These days, your credit score is being utilized for a wide variety of purposes, some of which you in all likelihood never thought would even be close to being pertinent. As an example, some car insurance companies are currently utilizing a customer's credit score when they are determining the figure for how much car insurance premiums that they will charge you. The reason for this is because they supposedly have statistical reports which show that people with poorer credit scores make more claims on their policies. Of course there are various consumer advocate groups that are very much up in arms about this, but the insurance companies claim that statistics do not lie, so at this point anyway, that is still being applied as a factor.
Another really important place where your credit score is used is when you go to interview for a new job. In today's dismal economy and struggling job market, you need each advantage you can obtain, so now that you recognize that your credit score will in all probability be studied before they offer you the job, you might need to do some repairs on your credit score to ensure it is as high as it can possibly be.
One of the very common myths about maintaining a high credit score is that you should pay off and close as many of your credit card accounts as feasible. Actually, nothing could be further from a true statement. Remember, your credit score is dependent in large part upon your credit history, where the key word is "history". If you have had a particular credit card for numerous years and have a good payment history with them, it could actually lower your credit score to close that account because now that good payment history will be no longer be considered as an active component on your credit report.
Another common piece of misinformation about raising your credit score is that you should have as many of your credit card accounts as possible with a zero balance.
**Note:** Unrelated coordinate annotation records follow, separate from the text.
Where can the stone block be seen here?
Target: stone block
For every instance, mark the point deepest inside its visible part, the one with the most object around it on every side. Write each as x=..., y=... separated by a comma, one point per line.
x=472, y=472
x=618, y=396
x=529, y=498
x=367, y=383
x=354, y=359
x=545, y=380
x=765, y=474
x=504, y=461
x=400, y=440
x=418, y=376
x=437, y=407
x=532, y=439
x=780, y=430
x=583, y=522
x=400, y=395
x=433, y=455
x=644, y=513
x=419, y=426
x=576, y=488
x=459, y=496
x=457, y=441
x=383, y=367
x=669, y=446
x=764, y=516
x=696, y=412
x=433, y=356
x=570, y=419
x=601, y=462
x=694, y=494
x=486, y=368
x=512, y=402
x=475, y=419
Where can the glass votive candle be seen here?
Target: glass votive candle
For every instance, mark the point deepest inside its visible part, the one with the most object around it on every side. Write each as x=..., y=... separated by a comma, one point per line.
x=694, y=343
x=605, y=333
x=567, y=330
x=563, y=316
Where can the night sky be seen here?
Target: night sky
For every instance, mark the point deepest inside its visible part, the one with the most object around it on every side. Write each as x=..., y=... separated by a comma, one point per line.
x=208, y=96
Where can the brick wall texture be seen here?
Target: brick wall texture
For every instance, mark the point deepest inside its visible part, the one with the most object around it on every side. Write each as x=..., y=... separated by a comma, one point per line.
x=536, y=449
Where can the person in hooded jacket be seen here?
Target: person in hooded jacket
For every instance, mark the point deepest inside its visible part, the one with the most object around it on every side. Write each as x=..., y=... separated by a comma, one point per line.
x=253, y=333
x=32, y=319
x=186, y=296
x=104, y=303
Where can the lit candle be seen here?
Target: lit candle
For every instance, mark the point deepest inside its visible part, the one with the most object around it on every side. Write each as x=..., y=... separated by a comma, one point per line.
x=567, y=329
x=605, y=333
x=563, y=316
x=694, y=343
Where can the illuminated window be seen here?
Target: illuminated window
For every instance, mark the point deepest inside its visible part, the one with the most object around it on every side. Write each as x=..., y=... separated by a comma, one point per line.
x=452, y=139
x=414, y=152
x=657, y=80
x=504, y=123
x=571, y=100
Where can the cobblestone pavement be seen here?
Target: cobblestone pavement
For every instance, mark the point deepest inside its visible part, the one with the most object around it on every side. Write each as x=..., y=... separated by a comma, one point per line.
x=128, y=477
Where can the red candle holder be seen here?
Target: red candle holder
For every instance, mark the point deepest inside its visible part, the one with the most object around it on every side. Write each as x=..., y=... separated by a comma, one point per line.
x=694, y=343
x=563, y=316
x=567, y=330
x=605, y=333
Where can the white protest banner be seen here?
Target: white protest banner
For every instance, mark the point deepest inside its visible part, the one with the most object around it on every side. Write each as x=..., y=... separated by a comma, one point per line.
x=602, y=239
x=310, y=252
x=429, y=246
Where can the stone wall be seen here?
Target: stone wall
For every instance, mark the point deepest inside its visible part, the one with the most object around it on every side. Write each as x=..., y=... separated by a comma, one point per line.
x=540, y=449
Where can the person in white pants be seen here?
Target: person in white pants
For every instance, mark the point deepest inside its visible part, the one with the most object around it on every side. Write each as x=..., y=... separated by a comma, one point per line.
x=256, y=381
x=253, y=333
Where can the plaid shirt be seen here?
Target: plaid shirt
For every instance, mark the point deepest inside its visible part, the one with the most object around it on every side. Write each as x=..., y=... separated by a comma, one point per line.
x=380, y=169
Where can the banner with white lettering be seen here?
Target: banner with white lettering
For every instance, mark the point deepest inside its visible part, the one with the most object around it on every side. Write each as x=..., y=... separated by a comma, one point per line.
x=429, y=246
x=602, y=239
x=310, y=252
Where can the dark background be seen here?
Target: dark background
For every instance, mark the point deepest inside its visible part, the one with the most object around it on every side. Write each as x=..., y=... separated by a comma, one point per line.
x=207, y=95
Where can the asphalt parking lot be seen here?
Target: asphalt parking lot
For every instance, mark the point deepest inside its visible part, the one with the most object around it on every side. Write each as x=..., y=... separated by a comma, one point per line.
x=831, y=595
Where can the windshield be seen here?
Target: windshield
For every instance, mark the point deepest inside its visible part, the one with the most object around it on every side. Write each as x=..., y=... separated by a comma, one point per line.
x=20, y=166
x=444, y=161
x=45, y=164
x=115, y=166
Once again, this is a myth and is entirely inaccurate. Having credit available to you, as you would with an open account with a zero balance, is good, but your credit score is actually calculated to be higher if you are really using your account in good standing. In other words, you are utilizing the account and making payments on time, so you are showing responsible usage of credit privileges.
If you do not zero out your credit card balances at month end, that is not a problem but for the best reflection on your calculated credit score, you should endeavor to maintain your outstanding balance at approximately 20% to 25% of your credit limit. If your balance is more than that, chances are that it could reflect badly on your credit score since you could be perceived to be using credit too much, but keeping your outstanding balance between these ranges, again, depicts responsible usage of credit.
Lastly and most importantly, obtain a copy of your credit report at least once a year from each of the three major credit reporting agencies and go over them with a fine tooth comb. The majority of consumers have errors in their credit reports and do not even know it. Furthermore, these errors will not self-correct over time, but will remain on your report until you dispute them, which has the ability to lower your credit score. There is a correct way and a incorrect way to dispute errors, and if done wrong, the error will not be rectified.
Watch closely over your credit report so that your credit score will be as high as possible. This can give you an advantage in more areas of your life than you even thought it affected.
Your credit score is critically important to many areas of your life, probably more than you realize. In fact, having a low credit score could actually be costing you money! Find out how you can raise your credit score and why you should do so.Your credit score is critically important to many areas of your life, probably more than you realize. In fact, having a low credit score could actually be costing you money! Find out how you can raise your credit score and why you should do so.